Spiegel Online has the best analysis I have seen so far on the Air France crash. They highlight the Call for Airborne ‘Black Box’ Data Stream
If search teams fail to recover the flight recorder, which consists of two metal devices that record flight data and cockpit conversations, this question may never be answered. “It would be a real shame for aviation,” says Robert Francis, the former vice chairman of the National Transportation Safety Board, the agency that investigates aviation accidents in the United States. “If we want to avoid dramas like this in the future, we have to know what went wrong,” says the safety expert. For this reason, Francis wants to see all important flight data transmitted via satellite in the future, using ACARS technology. “This crash demonstrates how valuable this technology could be,” he says.
The technology exists today. A simple change to the black box program is all that would be necessary.
Krishna Kavi, an engineer and professor at the University of North Texas in Denton, presented the US Federal Aviation Administration (FAA) with a similar system 10 years ago. “The cost is low,” he says. For the 256 parameters recorded by a black box, Kavi came up with a volume of data requiring transmission of four to eight kilobits per second. “This is a fraction of what mobile wireless devices transmit today,” says Kavi.

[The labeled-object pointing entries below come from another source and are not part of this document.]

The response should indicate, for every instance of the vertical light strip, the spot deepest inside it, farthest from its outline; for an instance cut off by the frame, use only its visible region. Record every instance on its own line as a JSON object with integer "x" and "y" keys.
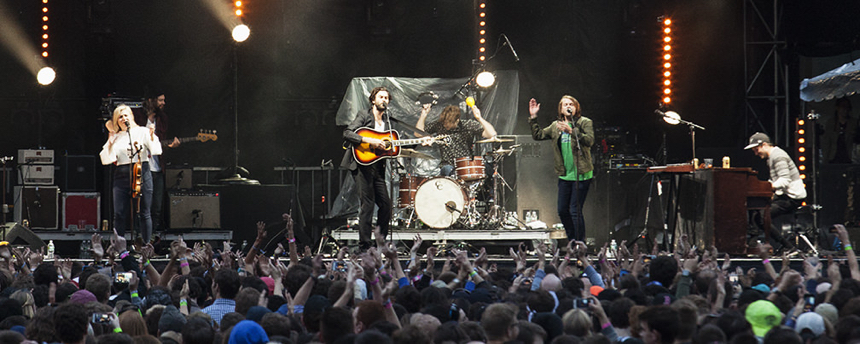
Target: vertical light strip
{"x": 666, "y": 59}
{"x": 482, "y": 30}
{"x": 44, "y": 28}
{"x": 802, "y": 154}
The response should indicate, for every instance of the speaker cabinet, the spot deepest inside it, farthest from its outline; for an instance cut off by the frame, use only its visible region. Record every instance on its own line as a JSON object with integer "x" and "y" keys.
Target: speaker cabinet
{"x": 79, "y": 173}
{"x": 37, "y": 204}
{"x": 536, "y": 181}
{"x": 195, "y": 210}
{"x": 81, "y": 211}
{"x": 17, "y": 235}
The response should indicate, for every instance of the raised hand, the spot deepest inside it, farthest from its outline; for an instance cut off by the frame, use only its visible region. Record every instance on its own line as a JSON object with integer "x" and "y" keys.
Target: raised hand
{"x": 263, "y": 263}
{"x": 416, "y": 244}
{"x": 261, "y": 232}
{"x": 118, "y": 242}
{"x": 133, "y": 282}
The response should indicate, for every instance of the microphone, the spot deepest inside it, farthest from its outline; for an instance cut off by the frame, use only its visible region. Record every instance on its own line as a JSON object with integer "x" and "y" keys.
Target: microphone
{"x": 508, "y": 42}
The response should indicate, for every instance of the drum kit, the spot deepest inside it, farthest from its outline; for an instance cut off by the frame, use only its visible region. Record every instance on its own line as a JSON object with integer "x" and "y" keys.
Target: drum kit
{"x": 455, "y": 202}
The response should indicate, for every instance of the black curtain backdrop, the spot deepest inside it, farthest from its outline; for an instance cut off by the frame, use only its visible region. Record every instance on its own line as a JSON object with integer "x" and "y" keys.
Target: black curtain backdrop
{"x": 295, "y": 67}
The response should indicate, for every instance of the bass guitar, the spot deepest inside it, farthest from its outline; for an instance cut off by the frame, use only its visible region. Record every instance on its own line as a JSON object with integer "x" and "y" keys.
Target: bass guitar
{"x": 365, "y": 155}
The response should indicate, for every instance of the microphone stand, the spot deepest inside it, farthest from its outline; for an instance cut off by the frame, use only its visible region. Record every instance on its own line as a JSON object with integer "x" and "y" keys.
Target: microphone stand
{"x": 134, "y": 151}
{"x": 691, "y": 125}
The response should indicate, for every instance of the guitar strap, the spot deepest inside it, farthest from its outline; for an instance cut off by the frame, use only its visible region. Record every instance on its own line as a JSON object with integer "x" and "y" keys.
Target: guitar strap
{"x": 407, "y": 125}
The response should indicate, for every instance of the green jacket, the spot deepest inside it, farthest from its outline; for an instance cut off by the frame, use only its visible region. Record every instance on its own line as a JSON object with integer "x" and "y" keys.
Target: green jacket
{"x": 586, "y": 139}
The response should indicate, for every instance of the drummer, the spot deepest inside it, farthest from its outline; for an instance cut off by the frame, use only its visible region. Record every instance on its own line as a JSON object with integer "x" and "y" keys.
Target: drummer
{"x": 461, "y": 132}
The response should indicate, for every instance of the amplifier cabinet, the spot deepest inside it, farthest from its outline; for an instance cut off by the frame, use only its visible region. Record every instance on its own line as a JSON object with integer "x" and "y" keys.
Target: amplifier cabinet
{"x": 36, "y": 174}
{"x": 35, "y": 156}
{"x": 195, "y": 210}
{"x": 37, "y": 204}
{"x": 81, "y": 211}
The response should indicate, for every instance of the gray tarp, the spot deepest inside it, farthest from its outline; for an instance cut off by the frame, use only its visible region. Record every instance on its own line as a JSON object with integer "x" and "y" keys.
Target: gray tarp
{"x": 837, "y": 83}
{"x": 498, "y": 105}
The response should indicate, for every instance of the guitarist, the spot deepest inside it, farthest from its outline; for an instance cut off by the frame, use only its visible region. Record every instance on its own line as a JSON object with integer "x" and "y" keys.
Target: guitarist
{"x": 461, "y": 132}
{"x": 123, "y": 136}
{"x": 370, "y": 179}
{"x": 155, "y": 116}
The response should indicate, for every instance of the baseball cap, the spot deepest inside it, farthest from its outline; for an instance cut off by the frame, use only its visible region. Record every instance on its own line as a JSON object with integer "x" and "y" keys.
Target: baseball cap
{"x": 810, "y": 321}
{"x": 757, "y": 139}
{"x": 763, "y": 315}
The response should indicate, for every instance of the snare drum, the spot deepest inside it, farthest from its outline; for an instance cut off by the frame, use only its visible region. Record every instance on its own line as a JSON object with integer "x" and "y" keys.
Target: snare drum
{"x": 470, "y": 168}
{"x": 439, "y": 202}
{"x": 408, "y": 187}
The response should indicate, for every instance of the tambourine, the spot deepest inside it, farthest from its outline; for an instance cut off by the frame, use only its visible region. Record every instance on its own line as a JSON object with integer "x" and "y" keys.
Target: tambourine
{"x": 427, "y": 98}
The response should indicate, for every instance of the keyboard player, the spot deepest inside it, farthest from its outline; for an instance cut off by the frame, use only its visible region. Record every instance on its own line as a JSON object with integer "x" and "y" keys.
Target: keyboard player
{"x": 789, "y": 192}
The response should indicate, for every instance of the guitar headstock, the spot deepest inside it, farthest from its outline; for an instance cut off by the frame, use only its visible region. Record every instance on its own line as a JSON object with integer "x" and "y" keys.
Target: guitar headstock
{"x": 206, "y": 135}
{"x": 443, "y": 139}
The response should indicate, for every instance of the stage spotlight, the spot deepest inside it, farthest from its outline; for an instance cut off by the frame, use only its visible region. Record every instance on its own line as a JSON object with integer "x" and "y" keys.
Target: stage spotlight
{"x": 485, "y": 79}
{"x": 46, "y": 76}
{"x": 672, "y": 117}
{"x": 241, "y": 32}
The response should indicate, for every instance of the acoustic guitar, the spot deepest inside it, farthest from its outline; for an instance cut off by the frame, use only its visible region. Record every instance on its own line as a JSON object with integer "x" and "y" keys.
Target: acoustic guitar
{"x": 203, "y": 136}
{"x": 365, "y": 155}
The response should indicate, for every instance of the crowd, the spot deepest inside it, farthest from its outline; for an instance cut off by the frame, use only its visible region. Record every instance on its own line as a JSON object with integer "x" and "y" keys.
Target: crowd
{"x": 208, "y": 295}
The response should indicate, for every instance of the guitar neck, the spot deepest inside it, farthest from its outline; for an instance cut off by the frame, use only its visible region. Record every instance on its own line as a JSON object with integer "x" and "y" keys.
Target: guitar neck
{"x": 188, "y": 139}
{"x": 407, "y": 142}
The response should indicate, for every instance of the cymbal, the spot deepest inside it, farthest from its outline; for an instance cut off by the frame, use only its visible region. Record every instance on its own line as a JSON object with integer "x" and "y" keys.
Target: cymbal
{"x": 494, "y": 139}
{"x": 411, "y": 153}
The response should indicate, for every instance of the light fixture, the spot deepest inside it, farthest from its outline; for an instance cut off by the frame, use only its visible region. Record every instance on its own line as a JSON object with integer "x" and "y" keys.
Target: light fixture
{"x": 46, "y": 76}
{"x": 241, "y": 32}
{"x": 485, "y": 79}
{"x": 672, "y": 118}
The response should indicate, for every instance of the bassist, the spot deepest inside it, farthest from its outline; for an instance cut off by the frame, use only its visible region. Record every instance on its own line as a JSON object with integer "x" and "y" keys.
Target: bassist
{"x": 370, "y": 179}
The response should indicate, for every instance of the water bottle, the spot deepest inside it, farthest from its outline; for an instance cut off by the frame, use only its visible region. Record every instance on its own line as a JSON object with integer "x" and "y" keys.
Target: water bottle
{"x": 51, "y": 249}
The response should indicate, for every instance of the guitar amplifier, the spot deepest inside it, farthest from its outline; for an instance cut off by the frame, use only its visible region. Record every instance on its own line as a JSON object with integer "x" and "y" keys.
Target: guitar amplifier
{"x": 38, "y": 205}
{"x": 81, "y": 211}
{"x": 36, "y": 174}
{"x": 35, "y": 156}
{"x": 195, "y": 210}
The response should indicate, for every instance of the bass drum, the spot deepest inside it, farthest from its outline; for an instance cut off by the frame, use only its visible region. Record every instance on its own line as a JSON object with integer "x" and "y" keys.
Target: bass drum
{"x": 439, "y": 202}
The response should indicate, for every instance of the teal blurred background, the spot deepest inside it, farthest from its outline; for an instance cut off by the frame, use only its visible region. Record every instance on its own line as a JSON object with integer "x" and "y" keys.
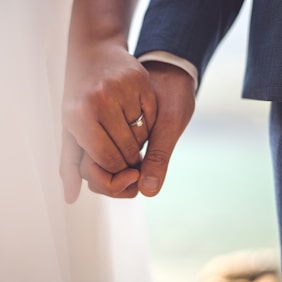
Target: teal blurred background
{"x": 218, "y": 196}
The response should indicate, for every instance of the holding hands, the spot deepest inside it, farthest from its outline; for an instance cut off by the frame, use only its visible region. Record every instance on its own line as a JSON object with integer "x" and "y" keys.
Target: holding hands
{"x": 106, "y": 92}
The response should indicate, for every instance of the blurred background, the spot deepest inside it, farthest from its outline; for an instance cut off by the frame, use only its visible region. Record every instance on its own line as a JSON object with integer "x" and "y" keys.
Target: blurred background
{"x": 218, "y": 196}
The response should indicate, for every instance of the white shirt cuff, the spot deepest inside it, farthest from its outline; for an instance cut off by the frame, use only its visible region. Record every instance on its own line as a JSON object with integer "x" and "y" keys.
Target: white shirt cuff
{"x": 166, "y": 57}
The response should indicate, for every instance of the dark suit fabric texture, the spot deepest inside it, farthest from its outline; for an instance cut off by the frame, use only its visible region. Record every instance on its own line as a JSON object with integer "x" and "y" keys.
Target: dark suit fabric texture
{"x": 192, "y": 29}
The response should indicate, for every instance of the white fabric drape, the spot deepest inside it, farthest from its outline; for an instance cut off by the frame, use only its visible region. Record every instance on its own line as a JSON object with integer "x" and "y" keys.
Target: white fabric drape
{"x": 41, "y": 238}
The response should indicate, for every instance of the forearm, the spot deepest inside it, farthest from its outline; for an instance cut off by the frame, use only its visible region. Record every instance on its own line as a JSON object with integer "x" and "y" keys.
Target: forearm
{"x": 100, "y": 20}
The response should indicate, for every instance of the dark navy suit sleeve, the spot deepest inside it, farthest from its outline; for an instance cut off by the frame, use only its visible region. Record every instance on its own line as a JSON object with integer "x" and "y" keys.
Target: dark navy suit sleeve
{"x": 190, "y": 29}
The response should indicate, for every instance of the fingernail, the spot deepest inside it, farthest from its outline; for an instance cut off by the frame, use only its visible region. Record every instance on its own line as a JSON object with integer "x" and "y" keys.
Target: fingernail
{"x": 150, "y": 183}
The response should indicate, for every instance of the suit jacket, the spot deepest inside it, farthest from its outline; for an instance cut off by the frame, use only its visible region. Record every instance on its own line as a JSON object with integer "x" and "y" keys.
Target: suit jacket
{"x": 192, "y": 29}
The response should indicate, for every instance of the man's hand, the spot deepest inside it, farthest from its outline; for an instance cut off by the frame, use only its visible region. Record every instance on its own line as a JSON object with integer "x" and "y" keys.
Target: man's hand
{"x": 175, "y": 93}
{"x": 106, "y": 89}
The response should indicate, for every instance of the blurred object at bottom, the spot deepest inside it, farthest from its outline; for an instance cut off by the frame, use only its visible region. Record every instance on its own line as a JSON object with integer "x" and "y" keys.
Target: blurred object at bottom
{"x": 243, "y": 266}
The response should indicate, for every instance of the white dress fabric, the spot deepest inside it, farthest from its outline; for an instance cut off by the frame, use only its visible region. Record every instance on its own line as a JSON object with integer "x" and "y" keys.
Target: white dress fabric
{"x": 42, "y": 239}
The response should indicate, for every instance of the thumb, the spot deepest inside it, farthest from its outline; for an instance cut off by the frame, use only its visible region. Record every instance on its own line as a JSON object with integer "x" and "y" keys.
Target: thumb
{"x": 154, "y": 166}
{"x": 71, "y": 155}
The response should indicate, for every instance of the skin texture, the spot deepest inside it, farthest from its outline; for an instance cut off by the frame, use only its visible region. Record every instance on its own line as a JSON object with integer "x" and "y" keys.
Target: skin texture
{"x": 106, "y": 89}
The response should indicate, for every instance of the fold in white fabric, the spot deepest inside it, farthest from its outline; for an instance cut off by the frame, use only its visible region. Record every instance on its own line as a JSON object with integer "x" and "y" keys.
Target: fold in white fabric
{"x": 42, "y": 239}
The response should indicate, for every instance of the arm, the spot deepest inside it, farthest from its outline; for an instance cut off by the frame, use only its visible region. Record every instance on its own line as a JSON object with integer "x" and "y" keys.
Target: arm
{"x": 189, "y": 29}
{"x": 105, "y": 90}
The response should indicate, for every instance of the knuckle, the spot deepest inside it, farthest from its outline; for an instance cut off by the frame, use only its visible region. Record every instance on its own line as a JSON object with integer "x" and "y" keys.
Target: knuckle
{"x": 158, "y": 157}
{"x": 114, "y": 163}
{"x": 132, "y": 153}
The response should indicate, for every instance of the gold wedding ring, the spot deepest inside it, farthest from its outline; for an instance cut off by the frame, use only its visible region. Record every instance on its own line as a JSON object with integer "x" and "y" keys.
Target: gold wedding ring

There will be debates about the bandwidth necessary, the level of information to send, etc. just like with log management. This is a fascinating way to look at the problems that most organizations face everyday. Are you logging the right level of information to detect a failure in time and to avoid a repeat? It is not clear that AF 447 would have been avoidable with better monitoring systems, but it would certainly help with the speed and cost of post-incident analysis. Note that it is the pilots who seem to object most to increasing the signal rate and using surveillance. They claim privacy rights, to which the response obviously should be encryption.